Since the introduction of the pseudo-2D (P2D) model by the Newman group, many efforts have been made in utilizing the P2D model in battery design. W. Du et al. applied an optimization framework based on surrogate method4. S. Golmon et al. performed the multi-objective and multi-design-parameter optimization problem with adjoint sensitivity analysis5 incorporating mechanical stress-strain relationship. S. De and his coworkers6 used a reformulated model, to perform simultaneous optimization of multiple design parameters. N. Xue et al. 7 applied the gradient-based algorithm framework to optimize the cell design. More recently, Y. Dai and V. Srinivasan8used a gradient-free direct search method to maximize the specific energy. Z. Du et al. studies the effects of various design parameters on thick electrode performance9.
Most of the aforementioned optimization research, used the sequential optimization approach, also known as CVP. CVP takes the differential algebraic equation (DAE) system describing the battery physics, applies a certain nonlinear programming (NLP) solver to them, discretizes only the control variables, and solves the model. The only exception being the effort by Golmon et al which used an indirect approach. Note that as of today, global optimization cannot be guaranteed when CVP type approaches are used with P2D type models.
In general optimization approaches can be classified as indirect and direct approach. In the direct approach there are two main categories – sequential and simultaneous approach.
The simultaneous approach10, on the other hand, discretizes both the control variables and the design variables before solving the problem. When used for optimization, the DAE system will only be solved once at the optimal point, compared to the repeated numerical integration needed for sequential optimization. By using high order discretization scheme on both the state and the design variables, simultaneous optimization approach results in faster determination of the optimum with fewer time steps. Furthermore, this approach offers more flexibility over constraints on the state variables. Since the state variables are also discretized, it is possible to apply equality/inequality constraints on their internal values.
In this work, we will first apply the simultaneous optimization approach to a resistance model similar to the one mentioned earlier3, and compare its performance with the sequential approach.
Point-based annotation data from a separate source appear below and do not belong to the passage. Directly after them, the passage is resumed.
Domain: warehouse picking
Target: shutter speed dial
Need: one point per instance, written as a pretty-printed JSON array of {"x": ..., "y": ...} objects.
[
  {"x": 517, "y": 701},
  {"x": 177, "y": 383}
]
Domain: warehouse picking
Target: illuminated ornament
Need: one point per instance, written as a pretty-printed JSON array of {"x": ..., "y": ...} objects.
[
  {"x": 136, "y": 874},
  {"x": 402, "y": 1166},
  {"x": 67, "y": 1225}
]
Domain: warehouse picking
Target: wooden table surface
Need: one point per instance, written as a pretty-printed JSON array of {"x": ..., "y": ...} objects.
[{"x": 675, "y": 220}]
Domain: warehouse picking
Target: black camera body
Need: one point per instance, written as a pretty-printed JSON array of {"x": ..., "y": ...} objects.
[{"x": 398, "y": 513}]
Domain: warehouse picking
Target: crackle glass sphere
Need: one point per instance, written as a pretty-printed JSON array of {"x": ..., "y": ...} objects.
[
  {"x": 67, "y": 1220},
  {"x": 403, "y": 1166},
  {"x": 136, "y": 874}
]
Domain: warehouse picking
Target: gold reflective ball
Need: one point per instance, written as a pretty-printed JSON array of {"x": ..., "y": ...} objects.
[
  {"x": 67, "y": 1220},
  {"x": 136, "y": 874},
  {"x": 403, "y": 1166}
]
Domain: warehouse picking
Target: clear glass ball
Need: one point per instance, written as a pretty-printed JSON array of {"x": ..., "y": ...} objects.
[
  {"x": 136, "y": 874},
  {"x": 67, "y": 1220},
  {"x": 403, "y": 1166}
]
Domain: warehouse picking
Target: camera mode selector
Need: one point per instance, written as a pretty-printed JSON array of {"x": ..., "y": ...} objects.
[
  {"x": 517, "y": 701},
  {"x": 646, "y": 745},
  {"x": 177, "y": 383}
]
We will also explore the application of the same optimization approach to the P2D model, and identify the challenges. It is viewed as a controversial topic in the literature wherein different authors disagree on the relevance of graded porosity for improved performance8. By using a simultaneous optimization approach and guaranteeing global optimization for convex problem statements, we hope to provide additional insights.
The authors are thankful for the financial support by the Clean Energy Institute at the University of Washington and the Assistant Secretary for Energy Efficiency and Renewable Energy, Office of Vehicle Technologies of the U.S. Department of Energy through the Advanced Battery Materials Research (BMR) Program (Battery500 Consortium).
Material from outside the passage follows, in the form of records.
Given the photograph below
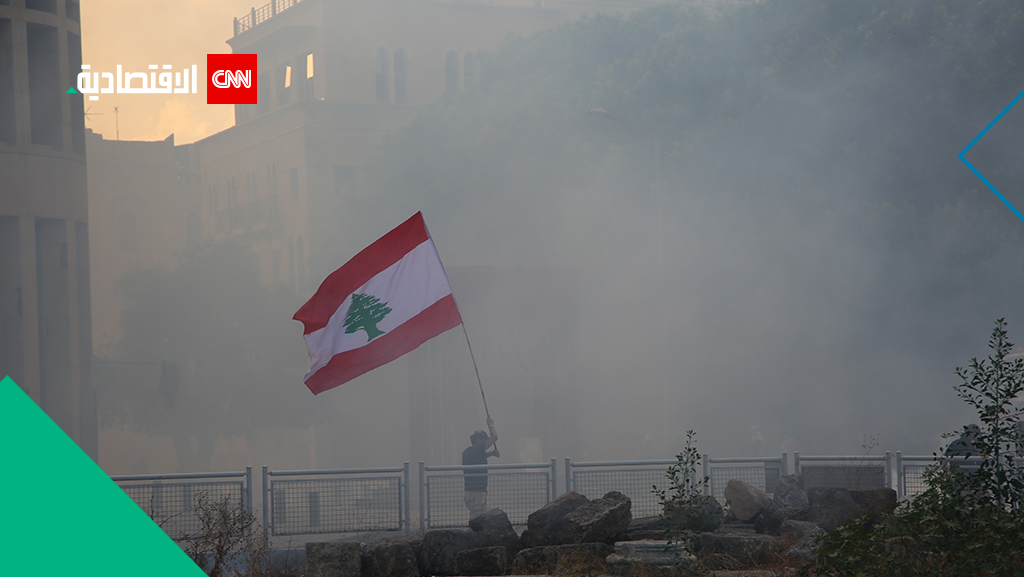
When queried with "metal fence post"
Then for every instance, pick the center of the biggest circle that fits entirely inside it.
(247, 495)
(423, 499)
(409, 523)
(266, 508)
(889, 469)
(900, 479)
(554, 480)
(707, 470)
1. W. Tiedemann and J. Newman, J. Electrochem. Soc., 122, 1482–1485 (1975)
2. J. Newman, J. Electrochem. Soc., 142, 97 (1995).
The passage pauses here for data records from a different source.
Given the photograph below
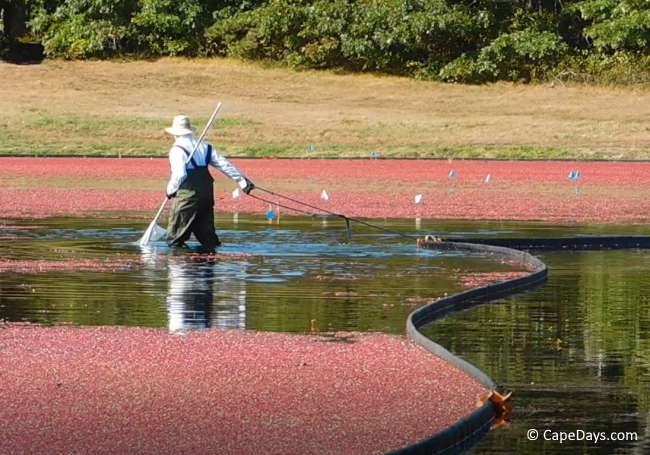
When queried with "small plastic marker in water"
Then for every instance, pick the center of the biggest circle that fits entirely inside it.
(574, 175)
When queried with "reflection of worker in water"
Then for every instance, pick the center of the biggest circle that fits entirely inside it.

3. V. Ramadesigan, R. N. Methekar, F. Latinwo, R. D. Braatz, and V. R. Subramanian, J. Electrochem. Soc., 157, A1328 (2010).
4. W. Du, A. Gupta, X. Zhang, A. M. Sastry, and W. Shyy, Int. J. Heat Mass Transf.,53, 3552–3561 (2010)
5. S. Golmon, K. Maute, and M. L. Dunn, J. Power Sources, 253, 239–250 (2014)
6. S. De, P. W. C. Northrop, V. Ramadesigan, and V. R. Subramanian, J. Power Sources, 227, 161-170 (2013).
7. N. Xue et al., J. Electrochem. Soc., 160, A1071–A1078 (2013)
8. Y. Dai and V. Srinivasan, J. Electrochem. Soc., 163, A406–A416 (2015).
9. Z. Du, D. L. Wood, C. Daniel, S. Kalnaus and J. Li, J. of Applied Electrochem., 47, 405 (2017).
10. L. T. Biegler, Chemical Engineering and Processing: Process Intensification, 46, 1043 (2007).